Wildfires, floods and other crises are influenced by climate change, but we can do much more to save lives and property by focusing on urgent practical changes on the ground
By Roger Pielke, Jr. Excerpts:
"there’s a problem with turning so reflexively to climate change as the prime explanation for the rising human costs of disasters: It has the unfortunate tendency to push other crucial considerations out of the conversation, especially the need to devote much more of our attention and resources to adapting ourselves and our societies to the challenge of a changing climate.
"Consider the widely cited data set of “Billion-Dollar Weather and Climate Disasters” produced by the U.S. National Oceanic and Atmospheric Administration. Since 1980, NOAA has tallied the annual number of disasters that have resulted in a loss estimate of $1 billion or more, adjusted for inflation. In 1980, there were three such disasters, and in 2020 there were 22, an apparently massive increase. The data set is often used as an official government indicator of the increasingly severe impact of climate change.
But, as NOAA itself notes, the increasing cost of disasters can be attributed to many factors beyond climate. The most important of these is the dramatic increase in U.S. wealth and population since 1980.
Consider the case of Hurricane Kate, which made landfall near Mexico Beach, Fla., in 1985 and caused about $600 million in damages in current dollars—not enough to make NOAA’s list for that year. Estimates that I developed with colleagues, published in the journal Nature Sustainability in 2018, show that if we take into account the 50% increase in the region’s population over more than three decades, and the parallel rise in the value of homes, their contents and other built infrastructure, that exact same storm today would cause damages amounting to some $2 billion."
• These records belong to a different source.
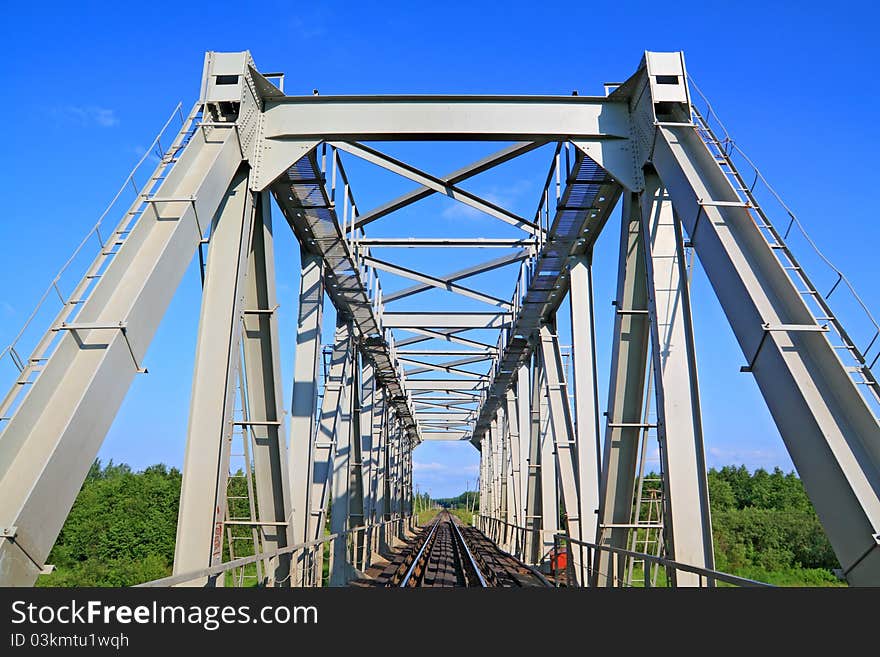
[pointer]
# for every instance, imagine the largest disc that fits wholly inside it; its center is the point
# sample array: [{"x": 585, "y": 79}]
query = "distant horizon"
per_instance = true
[{"x": 75, "y": 143}]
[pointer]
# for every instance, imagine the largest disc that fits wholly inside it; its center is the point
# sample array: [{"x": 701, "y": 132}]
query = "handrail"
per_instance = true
[
  {"x": 263, "y": 556},
  {"x": 709, "y": 574},
  {"x": 53, "y": 285},
  {"x": 793, "y": 220}
]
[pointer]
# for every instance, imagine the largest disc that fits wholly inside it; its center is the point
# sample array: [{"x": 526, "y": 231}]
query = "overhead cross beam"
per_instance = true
[
  {"x": 504, "y": 155},
  {"x": 473, "y": 270},
  {"x": 456, "y": 193},
  {"x": 438, "y": 283}
]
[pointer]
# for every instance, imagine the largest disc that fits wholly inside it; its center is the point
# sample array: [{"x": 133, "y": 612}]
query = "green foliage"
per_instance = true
[
  {"x": 122, "y": 527},
  {"x": 765, "y": 528},
  {"x": 467, "y": 500},
  {"x": 120, "y": 530}
]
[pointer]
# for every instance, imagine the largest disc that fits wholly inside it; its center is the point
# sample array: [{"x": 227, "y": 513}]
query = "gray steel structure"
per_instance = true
[{"x": 246, "y": 142}]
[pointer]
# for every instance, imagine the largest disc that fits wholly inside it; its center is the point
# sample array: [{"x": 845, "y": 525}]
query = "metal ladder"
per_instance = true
[
  {"x": 722, "y": 150},
  {"x": 241, "y": 511},
  {"x": 647, "y": 514},
  {"x": 29, "y": 369}
]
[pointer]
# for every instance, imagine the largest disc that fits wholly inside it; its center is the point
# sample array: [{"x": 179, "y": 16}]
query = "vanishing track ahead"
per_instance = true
[{"x": 449, "y": 554}]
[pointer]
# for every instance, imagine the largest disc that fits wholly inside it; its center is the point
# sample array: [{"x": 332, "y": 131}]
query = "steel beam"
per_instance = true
[
  {"x": 199, "y": 542},
  {"x": 445, "y": 242},
  {"x": 435, "y": 282},
  {"x": 534, "y": 487},
  {"x": 586, "y": 396},
  {"x": 346, "y": 435},
  {"x": 262, "y": 366},
  {"x": 686, "y": 521},
  {"x": 626, "y": 390},
  {"x": 303, "y": 424},
  {"x": 463, "y": 320},
  {"x": 561, "y": 429},
  {"x": 499, "y": 118},
  {"x": 504, "y": 155},
  {"x": 473, "y": 270},
  {"x": 334, "y": 425},
  {"x": 451, "y": 191},
  {"x": 830, "y": 432},
  {"x": 523, "y": 419},
  {"x": 50, "y": 443}
]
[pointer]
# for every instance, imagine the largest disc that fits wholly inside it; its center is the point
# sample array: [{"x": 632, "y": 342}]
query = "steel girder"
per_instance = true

"the increasing cost of disasters has a lot to do with changed patterns of economic development."
"researchers studying the effect of extreme heat on Africa’s growing cities wrote that, in most cases, rising risks are “predominantly driven by changes in population alone or by concurrent changes in climate and population, with the influence of changes in climate alone being minimal.”"
"the largest uncertainty concerns how coastal societies will adapt to sea-level rise, which can influence future flood risk by factors [of] 20–27.”"
"the incidence of heat waves and wildfires over the past century has increased in some places around the world, but not all. The U.S. has seen an increase in heat waves since the 1960s, but not to a degree beyond the “dust bowl” decade of the 1930s. Wildfires and drought have increased in the American West and Southwest, respectively, but they have not risen globally over the long term, nor have floods or tornadoes."
"To better prepare for future disasters, reducing our vulnerability—that is, adapting—is far more important than establishing the precise role of climate in contributing to weather and climate extremes."
"the world has already made considerable progress in protecting people and property against geophysical and weather disasters. Global economic losses from such disasters, as tracked by the reinsurance company Munich Re, have trended down since 1990 as a proportion of world GDP"
"the five years ending in 2020 saw the fewest deaths worldwide from geophysical and weather disasters than at any point in at least the last century. In the past decade, those deaths amounted to less than 10% of such deaths in the 1920s, though the global population has nearly quadrupled."